From the opening track ‘Be Free’ the years fell away from me and once again I was the wide-eyed youth who could not believe such a soundscape was possible having been brought up on rock and pop diet of guitars and verse-chorus-middle eight. ‘Be Free’ is a terse introduction to 2020 Cabaret Voltaire with an electronic scream and repeated phrases: “Be free”, “the city is falling apart” and “Where is your place in this world?” over the electronic rumba of the drum machine. Being ‘free’ seems ironic in this instance, like opening the cage door for a bird when the cat is sitting licking its lips. ‘The Power of Knowledge’ has a harsh train-like drum pattern and hyper-reverbed vocal lines and, like many of the tracks on this album, has pockets of sounds that fly in and out; sometimes obscured in the mix and, at others, full of warm, crystal clear pops and swells like finding a sweet in a bowl of nails. There’s the treated voice of ‘Night Of The Jackal’, the juddering Orwellian Disco of ‘Microscopic Flesh Fragment’, the positively upbeat menace of ‘Papa Nine Zero Delta United’ (referring to a gun of the same name?) and the urgent pulse of ‘Universal Energy’. Penultimate track ‘Vasto’ is one of the standouts with its slow build to a stomping beat and catchy vocal hook and it would work perfectly as the soundtrack to a modern dance piece and it leaves us with ‘What’s Going On’ to close, a melding of what feels like slowed-down Blaxploitation soundtracks coupled with waves of sound frequencies passing through us.

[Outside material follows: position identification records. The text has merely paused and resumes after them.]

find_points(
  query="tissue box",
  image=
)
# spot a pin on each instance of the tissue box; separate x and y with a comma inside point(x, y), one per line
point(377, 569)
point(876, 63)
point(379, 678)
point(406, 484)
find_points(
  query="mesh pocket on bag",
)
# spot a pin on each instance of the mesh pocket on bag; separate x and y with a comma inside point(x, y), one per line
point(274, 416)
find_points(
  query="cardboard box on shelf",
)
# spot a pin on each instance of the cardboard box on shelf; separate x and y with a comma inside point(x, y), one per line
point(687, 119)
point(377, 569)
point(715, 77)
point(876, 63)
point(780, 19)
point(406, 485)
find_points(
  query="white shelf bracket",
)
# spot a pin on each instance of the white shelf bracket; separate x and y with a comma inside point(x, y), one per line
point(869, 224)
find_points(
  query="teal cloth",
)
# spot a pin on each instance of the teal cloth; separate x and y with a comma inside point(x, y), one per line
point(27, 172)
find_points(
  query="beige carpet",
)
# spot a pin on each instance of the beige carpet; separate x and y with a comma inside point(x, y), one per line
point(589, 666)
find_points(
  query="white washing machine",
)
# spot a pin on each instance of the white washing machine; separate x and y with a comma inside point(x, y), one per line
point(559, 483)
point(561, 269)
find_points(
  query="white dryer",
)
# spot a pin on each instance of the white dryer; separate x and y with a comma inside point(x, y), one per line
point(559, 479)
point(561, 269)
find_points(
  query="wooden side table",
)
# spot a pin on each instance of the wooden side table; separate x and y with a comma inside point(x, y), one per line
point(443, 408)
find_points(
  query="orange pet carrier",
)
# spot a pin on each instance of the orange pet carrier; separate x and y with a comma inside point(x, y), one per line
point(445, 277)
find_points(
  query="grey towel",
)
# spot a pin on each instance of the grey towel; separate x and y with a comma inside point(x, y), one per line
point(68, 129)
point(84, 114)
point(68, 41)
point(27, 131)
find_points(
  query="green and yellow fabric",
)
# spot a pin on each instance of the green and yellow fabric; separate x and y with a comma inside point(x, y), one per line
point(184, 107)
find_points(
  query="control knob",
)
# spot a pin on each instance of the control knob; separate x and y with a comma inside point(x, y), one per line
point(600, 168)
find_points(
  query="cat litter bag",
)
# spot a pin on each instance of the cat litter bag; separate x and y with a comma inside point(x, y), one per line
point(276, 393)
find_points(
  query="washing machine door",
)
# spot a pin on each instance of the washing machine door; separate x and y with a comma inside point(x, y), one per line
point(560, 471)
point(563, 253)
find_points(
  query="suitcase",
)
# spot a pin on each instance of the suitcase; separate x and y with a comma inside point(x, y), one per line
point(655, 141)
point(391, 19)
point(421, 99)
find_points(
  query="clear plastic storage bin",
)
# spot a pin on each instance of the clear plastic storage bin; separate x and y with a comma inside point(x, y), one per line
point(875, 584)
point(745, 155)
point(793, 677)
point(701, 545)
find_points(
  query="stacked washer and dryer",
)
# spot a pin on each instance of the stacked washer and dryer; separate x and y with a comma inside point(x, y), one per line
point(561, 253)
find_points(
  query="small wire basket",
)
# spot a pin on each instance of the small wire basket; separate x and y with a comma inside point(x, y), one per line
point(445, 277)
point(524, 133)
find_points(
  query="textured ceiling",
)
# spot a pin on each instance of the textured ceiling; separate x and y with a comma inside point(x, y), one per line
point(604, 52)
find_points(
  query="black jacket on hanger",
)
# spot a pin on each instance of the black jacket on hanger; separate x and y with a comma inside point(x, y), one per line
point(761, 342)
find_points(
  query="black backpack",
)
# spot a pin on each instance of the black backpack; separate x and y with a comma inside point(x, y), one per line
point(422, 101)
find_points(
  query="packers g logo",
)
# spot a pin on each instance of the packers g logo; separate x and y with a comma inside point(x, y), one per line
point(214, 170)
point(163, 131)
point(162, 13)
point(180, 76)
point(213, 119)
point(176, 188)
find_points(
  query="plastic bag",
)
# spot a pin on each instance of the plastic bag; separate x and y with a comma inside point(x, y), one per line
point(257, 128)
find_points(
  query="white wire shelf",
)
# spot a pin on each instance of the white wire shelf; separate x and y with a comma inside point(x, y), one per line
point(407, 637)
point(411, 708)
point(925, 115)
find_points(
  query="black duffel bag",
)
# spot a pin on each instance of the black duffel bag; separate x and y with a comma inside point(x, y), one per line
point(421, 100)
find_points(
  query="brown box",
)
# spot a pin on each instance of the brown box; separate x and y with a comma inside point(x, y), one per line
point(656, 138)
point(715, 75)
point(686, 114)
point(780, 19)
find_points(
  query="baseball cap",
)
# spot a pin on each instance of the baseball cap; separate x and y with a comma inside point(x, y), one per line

Cabaret Voltaire can still conjure up a sense of paranoia and, in the wrong hands, the tracks on Shadow of Fear could be employed in a Manchurian Candidate-style experiment through Kirk’s masterful use of repetition, repetition, repetition. Any sense of dread or resigned detachment in the current state of a world full of disruption, disharmony and dejection is captured on the inner-city dub feel, and near-documentary sensibility, that Shadow of Fear conveys and Richard H Kirk has drawn from his electronic legacy to bring us new music that balances on edge of a cutthroat razor. This is a CCTV camera on fire forever.